Exklusiv-Interview mit Ex-Celesio-Chef Fritz Oesterle

„Wer zu spät kommt, den bestraft der Markt“

Berlin - 15.08.2016, 18:30 Uhr

Leicht chaotische Zustände: Ex-Celesio-Chef Dr. Fritz Oesterle erwartet, dass im Falle eines EuGH-Urteils Pro-Rx-Boni erst einmal Verwirrung herrscht. Der ABDA und den Apothekern würde er gerne mehr Freiräume schaffen. (Foto: dpa)

Leicht chaotische Zustände: Ex-Celesio-Chef Dr. Fritz Oesterle erwartet, dass im Falle eines EuGH-Urteils Pro-Rx-Boni erst einmal Verwirrung herrscht. Der ABDA und den Apothekern würde er gerne mehr Freiräume schaffen. (Foto: dpa)


„Preisbindung ist ein unbewiesenes, unlogisches Postulat“

DAZ.online: Was ist aus Ihren anderen Beirats- und Beratertätigkeiten geworden?
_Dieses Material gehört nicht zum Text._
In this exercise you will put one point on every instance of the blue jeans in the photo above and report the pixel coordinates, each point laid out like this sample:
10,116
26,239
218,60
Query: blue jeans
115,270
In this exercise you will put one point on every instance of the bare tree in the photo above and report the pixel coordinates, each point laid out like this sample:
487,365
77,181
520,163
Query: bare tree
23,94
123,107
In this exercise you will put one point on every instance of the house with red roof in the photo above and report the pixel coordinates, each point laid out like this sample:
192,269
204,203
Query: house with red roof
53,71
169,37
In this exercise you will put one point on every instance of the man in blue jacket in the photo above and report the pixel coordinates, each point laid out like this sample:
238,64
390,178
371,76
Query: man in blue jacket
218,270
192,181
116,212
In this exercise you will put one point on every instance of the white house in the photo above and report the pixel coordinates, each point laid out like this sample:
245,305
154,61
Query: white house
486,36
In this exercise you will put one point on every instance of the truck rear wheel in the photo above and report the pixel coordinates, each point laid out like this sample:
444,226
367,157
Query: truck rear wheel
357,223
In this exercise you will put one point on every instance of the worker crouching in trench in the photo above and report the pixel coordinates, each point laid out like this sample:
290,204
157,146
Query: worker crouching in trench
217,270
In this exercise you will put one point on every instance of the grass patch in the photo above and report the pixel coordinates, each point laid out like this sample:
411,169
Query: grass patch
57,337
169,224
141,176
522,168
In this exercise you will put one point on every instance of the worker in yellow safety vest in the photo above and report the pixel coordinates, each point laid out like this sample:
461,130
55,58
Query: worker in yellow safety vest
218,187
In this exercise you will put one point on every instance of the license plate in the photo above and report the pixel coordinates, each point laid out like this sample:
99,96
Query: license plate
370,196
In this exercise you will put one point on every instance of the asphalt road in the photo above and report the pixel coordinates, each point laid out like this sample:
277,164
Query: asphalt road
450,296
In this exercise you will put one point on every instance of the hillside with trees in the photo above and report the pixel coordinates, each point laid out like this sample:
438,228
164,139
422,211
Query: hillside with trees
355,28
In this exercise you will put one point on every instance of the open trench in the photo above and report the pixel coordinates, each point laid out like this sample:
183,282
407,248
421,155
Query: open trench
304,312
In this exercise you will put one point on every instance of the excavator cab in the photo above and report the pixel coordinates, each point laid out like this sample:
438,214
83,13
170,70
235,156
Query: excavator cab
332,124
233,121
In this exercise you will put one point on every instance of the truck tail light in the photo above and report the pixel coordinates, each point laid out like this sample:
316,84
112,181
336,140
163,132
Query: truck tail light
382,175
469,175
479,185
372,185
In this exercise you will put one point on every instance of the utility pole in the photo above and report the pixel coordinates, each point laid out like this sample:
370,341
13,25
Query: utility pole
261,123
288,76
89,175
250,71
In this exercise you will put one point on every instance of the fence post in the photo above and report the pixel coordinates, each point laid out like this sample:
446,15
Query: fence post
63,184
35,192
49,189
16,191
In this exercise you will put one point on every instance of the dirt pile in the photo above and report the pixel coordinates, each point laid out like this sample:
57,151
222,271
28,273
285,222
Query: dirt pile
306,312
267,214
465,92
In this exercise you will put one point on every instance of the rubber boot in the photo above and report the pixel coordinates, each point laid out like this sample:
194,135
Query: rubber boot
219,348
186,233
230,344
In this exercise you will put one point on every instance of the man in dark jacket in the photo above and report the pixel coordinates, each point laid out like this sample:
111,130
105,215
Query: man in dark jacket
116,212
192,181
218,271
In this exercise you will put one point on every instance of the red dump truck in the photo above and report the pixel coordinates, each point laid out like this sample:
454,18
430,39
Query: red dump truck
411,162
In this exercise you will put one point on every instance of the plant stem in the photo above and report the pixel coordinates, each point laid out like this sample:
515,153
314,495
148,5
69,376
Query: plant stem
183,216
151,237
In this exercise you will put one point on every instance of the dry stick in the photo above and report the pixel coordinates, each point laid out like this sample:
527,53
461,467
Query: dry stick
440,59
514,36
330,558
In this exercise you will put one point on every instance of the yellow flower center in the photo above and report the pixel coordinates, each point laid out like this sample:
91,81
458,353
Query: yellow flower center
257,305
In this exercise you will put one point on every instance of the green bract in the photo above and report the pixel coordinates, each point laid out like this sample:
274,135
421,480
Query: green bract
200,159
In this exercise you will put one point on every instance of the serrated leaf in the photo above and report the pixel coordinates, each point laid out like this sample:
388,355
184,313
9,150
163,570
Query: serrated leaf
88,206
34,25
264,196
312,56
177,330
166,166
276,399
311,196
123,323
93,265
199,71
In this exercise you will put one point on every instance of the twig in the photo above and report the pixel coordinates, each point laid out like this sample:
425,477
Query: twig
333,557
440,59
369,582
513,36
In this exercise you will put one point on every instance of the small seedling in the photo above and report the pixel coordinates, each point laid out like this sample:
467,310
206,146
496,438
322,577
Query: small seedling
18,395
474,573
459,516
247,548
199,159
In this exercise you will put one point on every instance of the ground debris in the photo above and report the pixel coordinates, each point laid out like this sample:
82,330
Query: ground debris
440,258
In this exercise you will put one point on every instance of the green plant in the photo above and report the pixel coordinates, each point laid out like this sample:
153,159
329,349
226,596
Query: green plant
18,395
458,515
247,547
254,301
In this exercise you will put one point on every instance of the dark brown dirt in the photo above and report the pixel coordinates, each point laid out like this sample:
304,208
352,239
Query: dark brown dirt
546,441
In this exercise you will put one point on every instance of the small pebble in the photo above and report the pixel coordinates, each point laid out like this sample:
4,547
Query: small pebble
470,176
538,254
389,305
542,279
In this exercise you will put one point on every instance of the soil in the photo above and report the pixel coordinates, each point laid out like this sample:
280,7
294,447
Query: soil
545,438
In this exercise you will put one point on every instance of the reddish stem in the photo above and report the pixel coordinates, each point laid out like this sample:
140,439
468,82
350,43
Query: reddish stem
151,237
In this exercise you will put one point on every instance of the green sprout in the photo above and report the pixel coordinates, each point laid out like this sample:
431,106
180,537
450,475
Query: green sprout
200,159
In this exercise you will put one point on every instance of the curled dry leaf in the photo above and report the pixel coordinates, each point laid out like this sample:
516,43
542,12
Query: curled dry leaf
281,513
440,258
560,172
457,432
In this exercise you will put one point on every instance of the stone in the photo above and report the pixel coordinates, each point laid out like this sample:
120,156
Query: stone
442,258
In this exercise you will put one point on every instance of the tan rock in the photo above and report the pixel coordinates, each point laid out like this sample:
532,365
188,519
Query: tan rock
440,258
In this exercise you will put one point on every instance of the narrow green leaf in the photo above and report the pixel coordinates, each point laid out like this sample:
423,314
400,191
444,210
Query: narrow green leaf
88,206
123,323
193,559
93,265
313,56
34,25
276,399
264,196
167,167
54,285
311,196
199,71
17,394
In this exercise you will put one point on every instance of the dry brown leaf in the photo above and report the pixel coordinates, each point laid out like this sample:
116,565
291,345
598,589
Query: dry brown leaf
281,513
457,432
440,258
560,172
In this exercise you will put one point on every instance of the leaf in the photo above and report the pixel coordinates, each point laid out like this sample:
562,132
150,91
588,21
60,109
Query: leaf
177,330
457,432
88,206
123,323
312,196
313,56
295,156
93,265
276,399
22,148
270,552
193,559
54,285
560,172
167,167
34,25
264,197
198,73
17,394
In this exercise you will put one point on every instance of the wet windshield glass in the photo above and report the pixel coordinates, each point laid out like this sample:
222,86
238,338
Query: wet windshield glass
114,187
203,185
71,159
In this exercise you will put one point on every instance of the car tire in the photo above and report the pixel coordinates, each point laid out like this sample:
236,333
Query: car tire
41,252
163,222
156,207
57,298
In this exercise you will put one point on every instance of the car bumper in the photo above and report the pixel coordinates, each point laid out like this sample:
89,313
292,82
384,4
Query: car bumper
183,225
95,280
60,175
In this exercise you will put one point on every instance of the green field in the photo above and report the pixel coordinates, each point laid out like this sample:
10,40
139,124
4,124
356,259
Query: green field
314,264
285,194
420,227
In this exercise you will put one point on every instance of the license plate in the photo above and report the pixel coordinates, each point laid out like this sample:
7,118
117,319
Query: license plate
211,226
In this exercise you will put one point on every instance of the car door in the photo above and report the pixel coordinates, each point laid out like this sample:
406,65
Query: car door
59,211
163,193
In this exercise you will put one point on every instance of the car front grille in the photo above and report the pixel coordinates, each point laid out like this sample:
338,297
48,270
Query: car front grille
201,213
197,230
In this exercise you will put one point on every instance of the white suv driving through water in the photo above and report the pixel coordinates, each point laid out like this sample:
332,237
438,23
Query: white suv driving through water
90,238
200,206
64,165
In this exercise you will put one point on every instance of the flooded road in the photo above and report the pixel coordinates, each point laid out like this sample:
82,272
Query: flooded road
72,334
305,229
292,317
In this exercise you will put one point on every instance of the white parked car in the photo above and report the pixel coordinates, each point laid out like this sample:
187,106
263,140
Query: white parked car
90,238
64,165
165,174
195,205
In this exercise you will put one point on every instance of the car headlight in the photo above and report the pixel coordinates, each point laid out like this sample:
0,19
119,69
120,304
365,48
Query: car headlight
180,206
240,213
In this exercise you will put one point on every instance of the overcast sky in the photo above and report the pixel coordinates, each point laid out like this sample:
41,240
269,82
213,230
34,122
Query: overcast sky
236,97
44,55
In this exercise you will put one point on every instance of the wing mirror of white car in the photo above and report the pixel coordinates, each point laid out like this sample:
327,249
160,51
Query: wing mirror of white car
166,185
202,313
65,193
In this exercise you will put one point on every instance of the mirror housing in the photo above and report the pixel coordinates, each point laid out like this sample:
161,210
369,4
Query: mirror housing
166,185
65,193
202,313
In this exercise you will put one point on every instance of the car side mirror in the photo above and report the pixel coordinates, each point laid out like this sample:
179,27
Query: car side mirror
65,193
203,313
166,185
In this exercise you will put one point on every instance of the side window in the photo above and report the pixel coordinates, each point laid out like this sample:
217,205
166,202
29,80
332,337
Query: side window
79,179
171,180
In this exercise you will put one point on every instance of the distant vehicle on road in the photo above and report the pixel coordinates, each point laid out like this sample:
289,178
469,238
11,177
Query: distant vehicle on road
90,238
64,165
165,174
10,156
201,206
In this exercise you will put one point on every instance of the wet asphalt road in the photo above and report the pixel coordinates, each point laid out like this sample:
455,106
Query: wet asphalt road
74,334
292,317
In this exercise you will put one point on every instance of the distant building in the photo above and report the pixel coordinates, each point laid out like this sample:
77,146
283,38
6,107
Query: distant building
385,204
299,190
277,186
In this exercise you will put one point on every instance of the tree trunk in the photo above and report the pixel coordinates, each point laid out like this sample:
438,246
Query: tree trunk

Oesterle: Als Aufsichtsrat bin ich relativ stark im Bankensektor tätig. Daneben bin ich Mitglied der Schwarz-Unternehmenstreuhand. Zur Schwarz-Gruppe gehören unter anderem Lidl und Kaufland. Ich berate seit fast drei Jahren auch noch einen großen US-Gesundheitskonzern. Ein Mandat, das ich in nächster Zukunft aber vielleicht aufgeben werde.

DAZ.online: Natürlich sind Sie auch weiterhin als Honorarkonsul des Vereinigten Königreiches in Stuttgart tätig. Was sagen Sie in dieser Funktion zum Brexit?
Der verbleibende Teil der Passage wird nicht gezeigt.